Each level starts with a gridded plot of land that your character must shovel or pick through in order to uncover treasure. Usually these treasures are simply gold coins or experience, but occasionally you’ll find an important piece (such as a fishing net or a glyph) that’s needed to “restore” a larger treasure. Once you’ve restored a treasure, such as a golden scarab, you can display it back at your campsite for your friends to see.
Maps increase dramatically in size and appearance with each level, and since you only have a limited amount of energy to continue digging, there’s a true sense of excitement in higher levels when you finally uncover something. Indeed, it’s possible to use your entire energy bar without encountering some treasure. Energy for additional digging can be restored with bottles of nectar, which you’ll get either by merely digging or by having your pet monkeys make some back at your campsite.
Also, your progress on each map at higher levels will be halted by various elemental gates (such as earth, fire, water, and air), which require amulets to open. These can be obtained from a friendly bird at your camp once a day, and you can also take them from your friends’ campsites by visiting them, so it pays to have a few friends playing with you.
The maps themselves are charming, but currently limited to the “Egyptian Desert,” which resembles a vast ancient Egyptian complex such as Giza, while the next release will feature a “City in the Sea,” likely based on the lost city of Atlantis. Unfortunately, the environmental imagery (such as columns, portals, and the like) only extends a few blocks past the main gameplay area, resulting in ruins that look like they’re floating in space or another dimension. A simple and minimal extension of the landscape would greatly improve the game aesthetically.
Aside from the actual digging, all other activities are based at your campsite. Here, as stated above, you can put your two pet monkeys to work making nectar, or you can spruce up the place with the artifacts you’ve discovered in the ruins. Other options are currently limited, however, and the only additional props available must be bought with Facebook credits and not in-game cash. This is unfortunate, since the option to beautify one’s campsite with in-game currency might bring more visitors to Treasure Life. Furthermore, the tent itself appears static, there’s apparently no way to step your monkey business for more nectar since you’re limited to the two monkeys you received at the start of the game.
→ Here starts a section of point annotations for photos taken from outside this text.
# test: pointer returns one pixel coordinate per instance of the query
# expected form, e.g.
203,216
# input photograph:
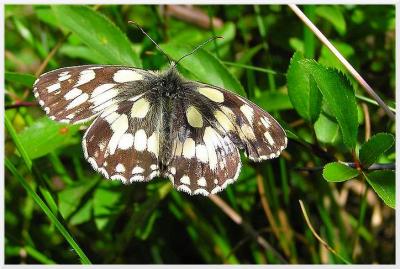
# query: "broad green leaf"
334,15
45,136
24,79
273,101
374,147
383,182
303,91
106,204
326,130
205,67
338,172
97,32
338,96
71,197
In its present form, Treasure Life is off to a good start, but new players will quickly find themselves wishing for more customizable features—and ones that don’t require real-world money to buy. At this point, players can’t even customize their avatars since the game only allows for one female and one male model. As Treasure Life extends past its beta testing, we’re looking forward to seeing how the game improves and for additional rewards for uncovering long lost treasures. Hopefully we’ve just dusted off the tip of a much greater find.